Chalk this up as another MMO launching with absolutely busted multiplayer mechanics. When grouping up in a party, all players except the party leader lose the ability to move on their own. Okay, fine. Party members also do not gain progression on any missions they share. They usually don’t even get experience or drops. If all five members of a group are on a quest to kill a certain NPC, you have to kill that NPC five times, rotating out the group leader each time. Your party is effectively just additional DPS/HP for the leader.

The developers have also been getting up to some dirty ass bull crap, such as deliberately withholding information about the game in order to force the community to “discover” mechanics as they level up. A fine excuse for a game where the only way to respec your character is to pay in the cash shop. Respec costs $4 per go. That’s not even going into the $92 cosmetic outfits they’ve got on sale.

The game monetizes how many people you can add to your friend’s list. You start out with SEVEN slots to add friends, and every slot after that costs 5 platinum, or about 20 cents. Two of the four tactical slots, a very important function for a game that is built on customizing your tactics, are only available to subscribers. Broken Ranks promised it would avoid predatory microtransactions. They never said anything about avoiding dimwitted microtransactions. And boy did they hit every branch on the way down this stupid tree.

Consider for a moment that Broken Ranks launched without an exit button, which the developers have since put in, and you’ll understand this game completely. You literally had to alt+f4 out of the game to quit it. Character deletion still doesn’t work. Broken Ranks isn’t really a new game, as it’s effectively a relaunch of a ten year old MMO. Think what Defiance 2050 was to Defiance, but with probably less changes. The fact that it is launching in this state is a real testament to the competence of the folks at Whitemoon. But the cash shop works great, and the subscription is a premium cost item.
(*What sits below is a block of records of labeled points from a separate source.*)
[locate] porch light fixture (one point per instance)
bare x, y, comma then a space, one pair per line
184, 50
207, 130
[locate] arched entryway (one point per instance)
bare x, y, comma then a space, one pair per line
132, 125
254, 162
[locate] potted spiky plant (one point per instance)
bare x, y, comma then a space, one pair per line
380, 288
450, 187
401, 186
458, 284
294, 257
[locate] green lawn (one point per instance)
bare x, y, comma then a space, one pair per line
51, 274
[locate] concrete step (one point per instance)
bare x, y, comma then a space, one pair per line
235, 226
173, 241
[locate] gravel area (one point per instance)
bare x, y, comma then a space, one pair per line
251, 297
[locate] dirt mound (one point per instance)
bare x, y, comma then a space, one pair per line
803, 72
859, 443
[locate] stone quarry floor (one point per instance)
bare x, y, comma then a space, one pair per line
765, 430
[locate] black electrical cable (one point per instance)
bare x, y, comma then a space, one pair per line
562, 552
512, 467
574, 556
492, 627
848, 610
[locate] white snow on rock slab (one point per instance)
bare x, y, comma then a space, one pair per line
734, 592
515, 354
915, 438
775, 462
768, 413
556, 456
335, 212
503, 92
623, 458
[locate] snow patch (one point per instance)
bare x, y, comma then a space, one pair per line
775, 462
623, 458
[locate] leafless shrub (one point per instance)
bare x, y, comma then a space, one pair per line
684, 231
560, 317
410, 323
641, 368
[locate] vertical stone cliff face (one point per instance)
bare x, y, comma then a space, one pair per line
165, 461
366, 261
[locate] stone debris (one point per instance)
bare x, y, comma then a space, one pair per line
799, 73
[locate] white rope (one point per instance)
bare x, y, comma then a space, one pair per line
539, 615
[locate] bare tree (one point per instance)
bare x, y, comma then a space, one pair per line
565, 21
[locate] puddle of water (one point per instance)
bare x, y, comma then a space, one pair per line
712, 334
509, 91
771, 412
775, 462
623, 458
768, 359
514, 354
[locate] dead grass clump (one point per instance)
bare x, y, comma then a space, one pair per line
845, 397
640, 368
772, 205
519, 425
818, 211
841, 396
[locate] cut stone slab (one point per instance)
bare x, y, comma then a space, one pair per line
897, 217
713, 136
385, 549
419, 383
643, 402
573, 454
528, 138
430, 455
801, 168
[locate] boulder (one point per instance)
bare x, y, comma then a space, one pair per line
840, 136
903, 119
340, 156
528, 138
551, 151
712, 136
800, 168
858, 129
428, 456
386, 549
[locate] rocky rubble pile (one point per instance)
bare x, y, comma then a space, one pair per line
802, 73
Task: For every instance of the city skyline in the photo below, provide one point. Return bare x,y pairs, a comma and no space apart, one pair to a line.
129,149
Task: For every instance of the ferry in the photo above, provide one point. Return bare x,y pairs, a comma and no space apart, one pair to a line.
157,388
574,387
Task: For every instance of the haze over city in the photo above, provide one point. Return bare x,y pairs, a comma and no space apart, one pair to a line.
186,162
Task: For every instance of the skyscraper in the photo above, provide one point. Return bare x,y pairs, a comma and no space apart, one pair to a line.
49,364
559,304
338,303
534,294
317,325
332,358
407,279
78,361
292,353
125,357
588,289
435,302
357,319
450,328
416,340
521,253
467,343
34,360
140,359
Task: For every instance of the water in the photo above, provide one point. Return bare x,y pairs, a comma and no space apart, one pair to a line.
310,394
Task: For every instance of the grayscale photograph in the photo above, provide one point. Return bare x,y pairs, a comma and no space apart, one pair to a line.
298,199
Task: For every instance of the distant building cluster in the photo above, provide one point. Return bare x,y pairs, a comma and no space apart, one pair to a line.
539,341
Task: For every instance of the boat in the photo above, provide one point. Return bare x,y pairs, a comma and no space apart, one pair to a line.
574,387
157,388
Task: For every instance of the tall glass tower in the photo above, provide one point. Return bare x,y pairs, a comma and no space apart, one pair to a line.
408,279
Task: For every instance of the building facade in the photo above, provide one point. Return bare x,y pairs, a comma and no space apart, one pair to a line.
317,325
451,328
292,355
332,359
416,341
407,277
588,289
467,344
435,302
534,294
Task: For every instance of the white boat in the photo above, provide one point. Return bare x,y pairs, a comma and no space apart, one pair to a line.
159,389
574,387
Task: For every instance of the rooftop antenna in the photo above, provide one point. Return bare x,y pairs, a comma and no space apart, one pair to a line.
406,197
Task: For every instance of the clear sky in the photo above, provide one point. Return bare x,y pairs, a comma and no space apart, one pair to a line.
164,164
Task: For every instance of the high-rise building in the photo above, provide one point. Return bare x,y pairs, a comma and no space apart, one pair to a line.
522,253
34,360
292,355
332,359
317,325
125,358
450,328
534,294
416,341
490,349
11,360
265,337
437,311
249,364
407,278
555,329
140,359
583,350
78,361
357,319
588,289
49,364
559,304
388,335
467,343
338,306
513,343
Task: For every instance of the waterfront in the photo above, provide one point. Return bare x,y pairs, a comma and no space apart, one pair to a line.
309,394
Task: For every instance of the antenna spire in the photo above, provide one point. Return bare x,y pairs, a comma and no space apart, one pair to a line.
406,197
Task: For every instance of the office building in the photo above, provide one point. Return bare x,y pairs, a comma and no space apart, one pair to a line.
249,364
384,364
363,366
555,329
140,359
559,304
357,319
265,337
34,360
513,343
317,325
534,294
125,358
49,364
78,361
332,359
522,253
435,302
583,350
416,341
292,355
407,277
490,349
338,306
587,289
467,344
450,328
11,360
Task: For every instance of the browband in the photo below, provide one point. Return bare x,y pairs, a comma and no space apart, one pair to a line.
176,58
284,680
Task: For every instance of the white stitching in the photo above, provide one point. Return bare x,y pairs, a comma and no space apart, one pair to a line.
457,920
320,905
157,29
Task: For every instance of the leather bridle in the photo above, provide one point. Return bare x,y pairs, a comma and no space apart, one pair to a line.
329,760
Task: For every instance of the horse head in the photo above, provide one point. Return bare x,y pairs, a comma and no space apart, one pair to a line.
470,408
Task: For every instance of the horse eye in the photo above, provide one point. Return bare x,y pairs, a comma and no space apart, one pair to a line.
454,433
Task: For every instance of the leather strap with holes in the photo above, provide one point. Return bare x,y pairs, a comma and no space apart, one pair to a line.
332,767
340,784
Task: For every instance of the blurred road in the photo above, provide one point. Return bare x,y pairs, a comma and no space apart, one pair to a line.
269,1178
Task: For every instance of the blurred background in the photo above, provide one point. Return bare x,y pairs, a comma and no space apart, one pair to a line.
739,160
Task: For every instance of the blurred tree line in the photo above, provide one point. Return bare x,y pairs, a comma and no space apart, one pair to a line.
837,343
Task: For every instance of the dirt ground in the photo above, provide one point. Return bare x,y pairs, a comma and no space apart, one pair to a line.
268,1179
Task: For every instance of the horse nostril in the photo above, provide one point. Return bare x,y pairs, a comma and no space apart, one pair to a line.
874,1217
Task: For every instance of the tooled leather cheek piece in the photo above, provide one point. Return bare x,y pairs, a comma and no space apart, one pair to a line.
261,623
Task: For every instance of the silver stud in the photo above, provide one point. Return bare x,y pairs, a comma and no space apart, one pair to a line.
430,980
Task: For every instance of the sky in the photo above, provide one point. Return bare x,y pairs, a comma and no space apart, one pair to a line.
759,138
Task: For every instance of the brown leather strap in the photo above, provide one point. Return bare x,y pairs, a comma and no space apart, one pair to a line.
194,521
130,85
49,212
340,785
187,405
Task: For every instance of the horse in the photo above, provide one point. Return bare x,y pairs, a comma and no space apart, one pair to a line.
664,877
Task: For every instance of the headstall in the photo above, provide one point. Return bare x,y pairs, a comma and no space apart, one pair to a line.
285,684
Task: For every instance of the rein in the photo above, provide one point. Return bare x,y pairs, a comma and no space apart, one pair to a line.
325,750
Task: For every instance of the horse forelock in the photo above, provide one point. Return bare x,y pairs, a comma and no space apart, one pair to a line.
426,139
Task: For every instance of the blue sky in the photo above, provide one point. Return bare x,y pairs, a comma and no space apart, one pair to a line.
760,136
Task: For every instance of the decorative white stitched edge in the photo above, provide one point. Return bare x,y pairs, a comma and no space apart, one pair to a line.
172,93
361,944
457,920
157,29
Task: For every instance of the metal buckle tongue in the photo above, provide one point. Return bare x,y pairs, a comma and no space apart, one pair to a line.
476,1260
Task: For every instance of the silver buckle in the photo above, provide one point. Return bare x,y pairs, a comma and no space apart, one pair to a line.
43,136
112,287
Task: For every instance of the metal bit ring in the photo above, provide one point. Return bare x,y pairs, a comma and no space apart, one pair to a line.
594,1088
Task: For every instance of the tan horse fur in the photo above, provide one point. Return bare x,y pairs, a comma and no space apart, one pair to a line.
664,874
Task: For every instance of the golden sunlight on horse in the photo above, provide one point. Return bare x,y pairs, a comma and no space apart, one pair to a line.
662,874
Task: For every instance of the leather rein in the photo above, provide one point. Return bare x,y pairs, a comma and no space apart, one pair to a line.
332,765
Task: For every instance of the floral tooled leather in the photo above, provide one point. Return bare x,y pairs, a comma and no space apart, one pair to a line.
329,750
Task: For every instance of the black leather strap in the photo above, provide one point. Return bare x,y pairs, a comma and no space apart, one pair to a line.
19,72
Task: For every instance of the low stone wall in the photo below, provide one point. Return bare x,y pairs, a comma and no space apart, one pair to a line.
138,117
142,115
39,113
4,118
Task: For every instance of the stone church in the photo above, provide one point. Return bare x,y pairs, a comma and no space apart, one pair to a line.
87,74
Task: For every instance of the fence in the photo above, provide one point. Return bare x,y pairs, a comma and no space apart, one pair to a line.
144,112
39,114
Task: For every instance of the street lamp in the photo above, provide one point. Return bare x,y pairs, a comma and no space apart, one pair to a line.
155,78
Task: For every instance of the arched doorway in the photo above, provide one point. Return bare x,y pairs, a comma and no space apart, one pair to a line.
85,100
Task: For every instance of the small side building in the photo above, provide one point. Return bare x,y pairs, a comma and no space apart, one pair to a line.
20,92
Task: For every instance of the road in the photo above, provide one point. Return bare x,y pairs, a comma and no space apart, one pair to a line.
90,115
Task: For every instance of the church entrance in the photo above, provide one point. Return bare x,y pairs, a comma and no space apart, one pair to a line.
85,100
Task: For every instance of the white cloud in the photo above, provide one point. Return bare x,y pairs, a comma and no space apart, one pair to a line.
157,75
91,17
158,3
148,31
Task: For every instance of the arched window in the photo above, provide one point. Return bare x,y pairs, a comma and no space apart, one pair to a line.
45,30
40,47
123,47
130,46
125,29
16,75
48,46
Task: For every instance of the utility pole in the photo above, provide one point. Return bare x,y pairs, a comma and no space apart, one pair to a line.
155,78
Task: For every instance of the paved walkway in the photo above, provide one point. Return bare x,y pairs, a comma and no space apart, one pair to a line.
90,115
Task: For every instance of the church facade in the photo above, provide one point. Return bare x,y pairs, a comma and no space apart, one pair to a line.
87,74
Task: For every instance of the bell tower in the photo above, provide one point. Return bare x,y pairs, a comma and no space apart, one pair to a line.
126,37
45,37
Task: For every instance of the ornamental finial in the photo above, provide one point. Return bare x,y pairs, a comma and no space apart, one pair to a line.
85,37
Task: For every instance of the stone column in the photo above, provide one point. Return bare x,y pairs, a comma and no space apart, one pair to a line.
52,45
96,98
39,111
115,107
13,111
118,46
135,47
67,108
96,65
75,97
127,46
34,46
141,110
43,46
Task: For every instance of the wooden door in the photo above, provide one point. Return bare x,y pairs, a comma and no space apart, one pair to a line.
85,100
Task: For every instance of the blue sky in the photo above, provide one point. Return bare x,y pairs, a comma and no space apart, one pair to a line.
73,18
Oh and there’s open-PvP areas where other players can roll up and gank you. The fact that you can theoretically do everything right in combat and still get screwed over by the RNG for hit chance makes Broken Ranks a deeply contemptible game. The open-PvP areas make it worse. Honestly it all makes me appreciate the work that Mortal Online II put into its more user friendly design, a thought I never expected I’d think.

One comment I see from the community of Broken Ranks is how a lot of these issues were brought up in beta and summarily ignored. With all the live and upcoming MMOs to look forward to this year, Broken Ranks is shaping up to be a jank mess that nobody will remember in a month or two unless the developer shapes up and do it yesterday. Hey, Lost Ark is launching in just a couple weeks, and everyone loves that game.

Otherwise I have no opinion on the matter.